• As previously reported on this blog, the Agriculture Improvement Act (also known as “the 2018 Farm Bill”) removed hemp from the Controlled Substances Act, which means it is no longer an illegal substance under federal law.  However, the 2018 Farm Bill does not affect FDA’s authority to regulate derivatives of cannabis (e.g., CBD) or other hemp products, or change the regulatory requirements for such materials in FDA-regulated products like food, dietary supplements, cosmetics, or drugs.  As previously mentioned, FDA released a statement clarifying their position on the use of cannabis or cannabis-derived compounds in food and dietary supplements.  In sum, it is still illegal to sell a food or dietary supplement that contains added CBD or THC in interstate commerce.
  • In a January 15, 2019 letter to FDA Commissioner Scott Gottlieb, Senators Ron Wyden (D-OR) and Jeff Merkely (D-OR) urged the Commissioner to update federal regulations governing the use of certain hemp-derived ingredients in food, beverages, and dietary supplements. The Senators state that “outdated regulations limits producers from taking full advantage of the industrial hemp market by, for example, prohibiting food products containing CBD from being sold across state lines.”  The Senators note there has been increasing widespread public interest in the production and use of CBD, and that farmers in both Oregon and nationwide are poised to make substantial economic gains should the regulations be updated.
  • As of the time of this blog’s publication, the government has been partially shutdown for 33 days. The Senators recognize that FDA is therefore operating with limited staff, and thus conclude the letter with a request for FDA’s response to the following set of questions within 30 calendar days of the government reopening:
  1. What steps are the agency advancing to clarify to the public the authority the agency has in the production and marketing of hemp, specifically Cannabis sativa L. and its derivatives?

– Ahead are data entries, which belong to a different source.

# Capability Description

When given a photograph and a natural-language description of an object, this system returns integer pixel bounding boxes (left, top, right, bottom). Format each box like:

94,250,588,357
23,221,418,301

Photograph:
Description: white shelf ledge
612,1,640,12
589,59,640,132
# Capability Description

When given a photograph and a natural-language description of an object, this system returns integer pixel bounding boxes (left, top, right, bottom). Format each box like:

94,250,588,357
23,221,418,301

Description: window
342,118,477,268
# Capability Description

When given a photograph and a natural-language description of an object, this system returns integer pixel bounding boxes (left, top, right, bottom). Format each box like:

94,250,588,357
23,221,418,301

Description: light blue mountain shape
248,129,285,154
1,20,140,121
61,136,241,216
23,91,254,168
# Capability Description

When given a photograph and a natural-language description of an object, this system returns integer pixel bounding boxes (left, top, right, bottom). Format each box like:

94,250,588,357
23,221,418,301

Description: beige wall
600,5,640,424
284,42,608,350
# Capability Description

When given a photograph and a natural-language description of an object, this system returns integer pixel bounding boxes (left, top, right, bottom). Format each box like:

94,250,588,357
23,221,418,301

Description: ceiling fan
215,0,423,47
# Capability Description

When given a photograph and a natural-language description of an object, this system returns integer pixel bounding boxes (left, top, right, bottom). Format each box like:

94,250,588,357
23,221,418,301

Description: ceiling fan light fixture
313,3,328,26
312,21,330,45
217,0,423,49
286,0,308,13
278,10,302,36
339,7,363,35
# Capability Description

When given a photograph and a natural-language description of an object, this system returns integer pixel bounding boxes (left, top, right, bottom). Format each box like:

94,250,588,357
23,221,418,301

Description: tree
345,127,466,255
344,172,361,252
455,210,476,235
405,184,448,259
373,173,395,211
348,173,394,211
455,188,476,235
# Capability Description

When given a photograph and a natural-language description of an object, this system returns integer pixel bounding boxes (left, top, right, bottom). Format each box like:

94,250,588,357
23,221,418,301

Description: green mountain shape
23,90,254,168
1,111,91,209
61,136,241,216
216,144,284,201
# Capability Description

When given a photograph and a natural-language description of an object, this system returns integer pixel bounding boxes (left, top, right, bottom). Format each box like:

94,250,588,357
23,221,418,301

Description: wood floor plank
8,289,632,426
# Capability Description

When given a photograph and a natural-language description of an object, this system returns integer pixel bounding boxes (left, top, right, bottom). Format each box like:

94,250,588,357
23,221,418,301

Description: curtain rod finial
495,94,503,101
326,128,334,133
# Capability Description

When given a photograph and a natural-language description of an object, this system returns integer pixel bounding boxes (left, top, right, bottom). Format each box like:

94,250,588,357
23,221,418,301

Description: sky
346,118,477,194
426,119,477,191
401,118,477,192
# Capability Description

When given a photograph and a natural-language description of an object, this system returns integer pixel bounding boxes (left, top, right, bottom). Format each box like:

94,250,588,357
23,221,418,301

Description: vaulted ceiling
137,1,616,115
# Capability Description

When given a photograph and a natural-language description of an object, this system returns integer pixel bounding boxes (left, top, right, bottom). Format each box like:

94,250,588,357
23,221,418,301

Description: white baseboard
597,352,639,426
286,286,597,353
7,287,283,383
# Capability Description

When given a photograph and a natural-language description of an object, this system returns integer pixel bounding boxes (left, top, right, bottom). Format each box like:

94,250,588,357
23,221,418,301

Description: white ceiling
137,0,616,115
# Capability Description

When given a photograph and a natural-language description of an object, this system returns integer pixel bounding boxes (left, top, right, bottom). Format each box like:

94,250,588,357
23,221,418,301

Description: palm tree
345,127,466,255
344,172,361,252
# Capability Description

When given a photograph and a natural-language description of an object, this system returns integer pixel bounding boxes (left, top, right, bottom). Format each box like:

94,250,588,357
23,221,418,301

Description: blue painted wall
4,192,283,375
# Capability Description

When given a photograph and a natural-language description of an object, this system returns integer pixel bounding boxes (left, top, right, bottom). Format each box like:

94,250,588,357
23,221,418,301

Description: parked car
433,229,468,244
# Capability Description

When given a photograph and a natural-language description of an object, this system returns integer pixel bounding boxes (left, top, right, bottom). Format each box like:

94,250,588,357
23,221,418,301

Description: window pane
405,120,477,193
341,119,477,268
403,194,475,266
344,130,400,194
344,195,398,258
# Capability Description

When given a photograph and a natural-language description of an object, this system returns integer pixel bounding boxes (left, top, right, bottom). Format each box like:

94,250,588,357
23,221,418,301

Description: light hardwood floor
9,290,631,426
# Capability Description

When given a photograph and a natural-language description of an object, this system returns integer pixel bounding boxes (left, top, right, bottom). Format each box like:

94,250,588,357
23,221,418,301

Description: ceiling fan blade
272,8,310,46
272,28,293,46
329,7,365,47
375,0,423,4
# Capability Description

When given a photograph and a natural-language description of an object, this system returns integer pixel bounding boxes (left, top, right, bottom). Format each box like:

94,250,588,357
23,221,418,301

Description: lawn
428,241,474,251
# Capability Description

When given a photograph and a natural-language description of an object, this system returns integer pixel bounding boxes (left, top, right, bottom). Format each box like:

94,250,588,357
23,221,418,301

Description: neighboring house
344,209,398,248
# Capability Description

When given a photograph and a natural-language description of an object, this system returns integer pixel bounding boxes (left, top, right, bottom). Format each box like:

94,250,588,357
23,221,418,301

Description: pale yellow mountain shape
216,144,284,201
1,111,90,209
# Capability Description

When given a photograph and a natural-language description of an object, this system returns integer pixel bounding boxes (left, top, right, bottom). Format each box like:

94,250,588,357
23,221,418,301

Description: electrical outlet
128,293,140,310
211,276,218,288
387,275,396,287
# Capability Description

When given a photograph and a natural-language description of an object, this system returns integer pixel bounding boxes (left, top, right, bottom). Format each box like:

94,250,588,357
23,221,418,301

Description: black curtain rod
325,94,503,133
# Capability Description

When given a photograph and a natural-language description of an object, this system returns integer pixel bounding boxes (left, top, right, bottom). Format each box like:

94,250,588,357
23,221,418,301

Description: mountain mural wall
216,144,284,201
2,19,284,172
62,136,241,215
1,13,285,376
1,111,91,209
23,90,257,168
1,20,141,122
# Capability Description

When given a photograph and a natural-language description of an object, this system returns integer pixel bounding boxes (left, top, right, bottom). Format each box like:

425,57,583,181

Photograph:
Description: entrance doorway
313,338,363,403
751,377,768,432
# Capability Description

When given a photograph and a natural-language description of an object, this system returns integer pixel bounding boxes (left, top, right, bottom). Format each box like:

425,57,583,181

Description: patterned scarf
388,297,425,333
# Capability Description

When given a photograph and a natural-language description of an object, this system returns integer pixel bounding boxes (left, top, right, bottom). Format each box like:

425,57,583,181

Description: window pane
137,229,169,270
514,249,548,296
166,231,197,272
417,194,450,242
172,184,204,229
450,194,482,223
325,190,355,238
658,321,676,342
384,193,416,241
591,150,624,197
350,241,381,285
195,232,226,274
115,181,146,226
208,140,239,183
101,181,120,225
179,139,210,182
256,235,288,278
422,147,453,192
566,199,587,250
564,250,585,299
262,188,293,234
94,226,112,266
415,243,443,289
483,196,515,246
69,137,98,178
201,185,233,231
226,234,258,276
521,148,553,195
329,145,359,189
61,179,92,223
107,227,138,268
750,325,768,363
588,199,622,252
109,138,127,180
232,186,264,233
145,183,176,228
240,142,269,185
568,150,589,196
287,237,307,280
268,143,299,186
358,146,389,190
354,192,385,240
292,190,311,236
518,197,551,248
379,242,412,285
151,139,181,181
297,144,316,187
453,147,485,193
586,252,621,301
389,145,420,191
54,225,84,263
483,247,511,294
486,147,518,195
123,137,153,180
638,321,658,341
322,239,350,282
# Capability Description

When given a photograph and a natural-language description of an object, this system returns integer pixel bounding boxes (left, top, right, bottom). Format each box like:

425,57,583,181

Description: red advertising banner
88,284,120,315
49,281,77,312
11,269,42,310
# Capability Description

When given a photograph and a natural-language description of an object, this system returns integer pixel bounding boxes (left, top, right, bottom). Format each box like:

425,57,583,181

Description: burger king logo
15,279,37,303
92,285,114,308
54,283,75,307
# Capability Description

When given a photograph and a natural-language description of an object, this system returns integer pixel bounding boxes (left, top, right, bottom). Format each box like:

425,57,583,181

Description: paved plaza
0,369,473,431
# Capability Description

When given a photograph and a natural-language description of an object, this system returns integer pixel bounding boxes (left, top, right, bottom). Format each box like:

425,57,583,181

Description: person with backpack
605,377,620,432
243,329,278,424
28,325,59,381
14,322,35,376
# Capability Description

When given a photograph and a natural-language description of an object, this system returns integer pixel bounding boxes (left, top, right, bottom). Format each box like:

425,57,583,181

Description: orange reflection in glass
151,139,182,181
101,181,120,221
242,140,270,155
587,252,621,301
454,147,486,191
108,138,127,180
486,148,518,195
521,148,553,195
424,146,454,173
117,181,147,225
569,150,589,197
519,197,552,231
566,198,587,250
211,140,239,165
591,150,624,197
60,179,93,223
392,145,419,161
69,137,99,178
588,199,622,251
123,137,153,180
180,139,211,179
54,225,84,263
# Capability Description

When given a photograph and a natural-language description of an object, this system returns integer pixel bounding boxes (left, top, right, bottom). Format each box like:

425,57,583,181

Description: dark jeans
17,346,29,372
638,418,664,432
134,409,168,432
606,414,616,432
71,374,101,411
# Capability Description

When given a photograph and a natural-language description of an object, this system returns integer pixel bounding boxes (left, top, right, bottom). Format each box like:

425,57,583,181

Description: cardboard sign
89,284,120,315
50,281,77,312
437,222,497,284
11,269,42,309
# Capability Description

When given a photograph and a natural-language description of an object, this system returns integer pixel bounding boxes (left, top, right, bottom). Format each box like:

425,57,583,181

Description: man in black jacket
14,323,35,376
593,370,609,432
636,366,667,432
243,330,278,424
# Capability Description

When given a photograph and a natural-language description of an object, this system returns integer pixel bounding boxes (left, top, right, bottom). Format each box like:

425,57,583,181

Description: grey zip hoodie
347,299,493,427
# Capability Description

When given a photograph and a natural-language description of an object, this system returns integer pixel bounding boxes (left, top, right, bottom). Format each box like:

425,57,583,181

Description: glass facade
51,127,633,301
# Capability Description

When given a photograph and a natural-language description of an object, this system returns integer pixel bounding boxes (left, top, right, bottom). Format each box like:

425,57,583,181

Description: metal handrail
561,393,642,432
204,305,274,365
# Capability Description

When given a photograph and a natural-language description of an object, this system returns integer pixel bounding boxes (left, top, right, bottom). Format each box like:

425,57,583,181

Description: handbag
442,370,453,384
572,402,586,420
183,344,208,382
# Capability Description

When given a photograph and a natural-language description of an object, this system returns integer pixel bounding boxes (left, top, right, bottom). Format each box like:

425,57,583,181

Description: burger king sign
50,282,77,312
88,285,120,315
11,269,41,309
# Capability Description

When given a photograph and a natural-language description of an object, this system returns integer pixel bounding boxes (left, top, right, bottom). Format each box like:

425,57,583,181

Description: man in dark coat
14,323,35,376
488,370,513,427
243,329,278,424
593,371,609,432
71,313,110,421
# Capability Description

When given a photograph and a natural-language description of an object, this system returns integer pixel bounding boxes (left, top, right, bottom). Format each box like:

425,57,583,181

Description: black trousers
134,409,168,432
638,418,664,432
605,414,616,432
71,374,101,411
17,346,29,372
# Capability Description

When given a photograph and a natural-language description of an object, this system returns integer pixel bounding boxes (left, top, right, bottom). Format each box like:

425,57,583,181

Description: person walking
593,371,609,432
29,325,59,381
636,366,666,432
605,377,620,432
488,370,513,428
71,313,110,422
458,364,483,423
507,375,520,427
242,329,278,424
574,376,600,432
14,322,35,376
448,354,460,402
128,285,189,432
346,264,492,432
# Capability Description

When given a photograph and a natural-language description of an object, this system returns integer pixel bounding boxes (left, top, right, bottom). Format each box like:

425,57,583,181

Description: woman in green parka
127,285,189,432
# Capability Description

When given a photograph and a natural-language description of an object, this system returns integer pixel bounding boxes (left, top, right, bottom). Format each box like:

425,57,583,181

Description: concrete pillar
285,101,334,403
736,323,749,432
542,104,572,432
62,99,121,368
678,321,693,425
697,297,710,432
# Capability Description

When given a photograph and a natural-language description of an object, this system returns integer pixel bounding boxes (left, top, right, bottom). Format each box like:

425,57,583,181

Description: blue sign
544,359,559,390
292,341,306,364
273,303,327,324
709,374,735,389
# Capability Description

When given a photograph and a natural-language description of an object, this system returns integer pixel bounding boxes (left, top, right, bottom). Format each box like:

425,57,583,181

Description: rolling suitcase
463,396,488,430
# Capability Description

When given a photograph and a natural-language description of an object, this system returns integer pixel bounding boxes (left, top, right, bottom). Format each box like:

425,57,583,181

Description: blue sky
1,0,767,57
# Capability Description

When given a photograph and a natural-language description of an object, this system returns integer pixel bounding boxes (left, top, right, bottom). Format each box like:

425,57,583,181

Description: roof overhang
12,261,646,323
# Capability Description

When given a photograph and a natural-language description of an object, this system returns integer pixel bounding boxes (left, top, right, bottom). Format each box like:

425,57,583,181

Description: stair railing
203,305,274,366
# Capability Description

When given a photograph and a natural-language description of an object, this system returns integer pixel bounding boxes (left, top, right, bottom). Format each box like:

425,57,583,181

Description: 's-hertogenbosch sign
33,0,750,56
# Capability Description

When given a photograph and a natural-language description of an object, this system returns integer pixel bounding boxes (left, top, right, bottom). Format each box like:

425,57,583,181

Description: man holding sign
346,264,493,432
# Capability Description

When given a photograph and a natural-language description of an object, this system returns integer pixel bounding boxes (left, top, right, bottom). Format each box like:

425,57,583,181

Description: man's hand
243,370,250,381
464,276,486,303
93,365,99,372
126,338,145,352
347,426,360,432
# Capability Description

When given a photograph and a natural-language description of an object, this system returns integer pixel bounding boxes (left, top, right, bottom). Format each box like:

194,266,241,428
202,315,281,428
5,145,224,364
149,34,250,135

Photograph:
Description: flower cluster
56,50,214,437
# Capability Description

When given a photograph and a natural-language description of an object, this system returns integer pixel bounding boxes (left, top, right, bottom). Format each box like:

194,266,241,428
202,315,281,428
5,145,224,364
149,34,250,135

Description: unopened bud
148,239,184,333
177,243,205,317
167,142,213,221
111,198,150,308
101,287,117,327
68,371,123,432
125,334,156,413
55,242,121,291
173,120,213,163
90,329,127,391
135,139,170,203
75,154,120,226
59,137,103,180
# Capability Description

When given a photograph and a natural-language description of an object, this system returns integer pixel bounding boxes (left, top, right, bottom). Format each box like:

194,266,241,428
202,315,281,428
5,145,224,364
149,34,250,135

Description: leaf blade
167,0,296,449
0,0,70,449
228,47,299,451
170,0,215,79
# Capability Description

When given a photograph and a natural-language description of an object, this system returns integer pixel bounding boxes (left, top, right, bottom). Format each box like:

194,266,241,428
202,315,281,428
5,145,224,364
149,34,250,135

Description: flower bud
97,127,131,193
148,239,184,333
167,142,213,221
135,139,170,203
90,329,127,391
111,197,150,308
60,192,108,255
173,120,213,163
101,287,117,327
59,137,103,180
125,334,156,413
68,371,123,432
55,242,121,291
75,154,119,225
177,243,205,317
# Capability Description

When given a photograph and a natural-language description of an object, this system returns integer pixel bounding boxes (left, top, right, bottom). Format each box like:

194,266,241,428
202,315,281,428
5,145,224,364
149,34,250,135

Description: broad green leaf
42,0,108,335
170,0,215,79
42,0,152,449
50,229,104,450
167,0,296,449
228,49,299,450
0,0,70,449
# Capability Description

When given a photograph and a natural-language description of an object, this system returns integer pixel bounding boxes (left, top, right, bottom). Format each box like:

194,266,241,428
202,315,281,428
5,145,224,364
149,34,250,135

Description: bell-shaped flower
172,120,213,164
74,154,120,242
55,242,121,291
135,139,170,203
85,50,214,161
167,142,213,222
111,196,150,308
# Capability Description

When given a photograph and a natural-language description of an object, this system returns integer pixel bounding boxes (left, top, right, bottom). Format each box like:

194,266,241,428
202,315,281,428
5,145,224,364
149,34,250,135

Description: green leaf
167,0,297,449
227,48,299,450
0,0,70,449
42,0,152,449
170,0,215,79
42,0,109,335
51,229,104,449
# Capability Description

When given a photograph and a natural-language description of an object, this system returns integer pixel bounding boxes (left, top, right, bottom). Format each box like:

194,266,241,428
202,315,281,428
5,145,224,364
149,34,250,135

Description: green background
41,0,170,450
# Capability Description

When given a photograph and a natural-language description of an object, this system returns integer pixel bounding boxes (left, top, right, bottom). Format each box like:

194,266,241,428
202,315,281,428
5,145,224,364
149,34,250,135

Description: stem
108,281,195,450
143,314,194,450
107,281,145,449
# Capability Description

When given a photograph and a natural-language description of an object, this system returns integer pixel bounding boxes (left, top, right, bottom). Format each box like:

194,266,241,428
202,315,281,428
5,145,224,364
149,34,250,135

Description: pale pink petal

  2. What lawful pathways are currently available for those who seek approval to introduce Cannabis sativa L. and its derivatives as a food, beverages or dietary supplement, including into interstate commerce?
  3. Are there circumstances in which Cannabis sativa L. and its derivatives may be permitted as a food, beverages or dietary supplement by the agency?
  4. With the agency consider issuing a regulation, or pursuing a process, that would allow Cannabis sativa L. and its derivatives in food, beverages or dietary supplements that cross state lines?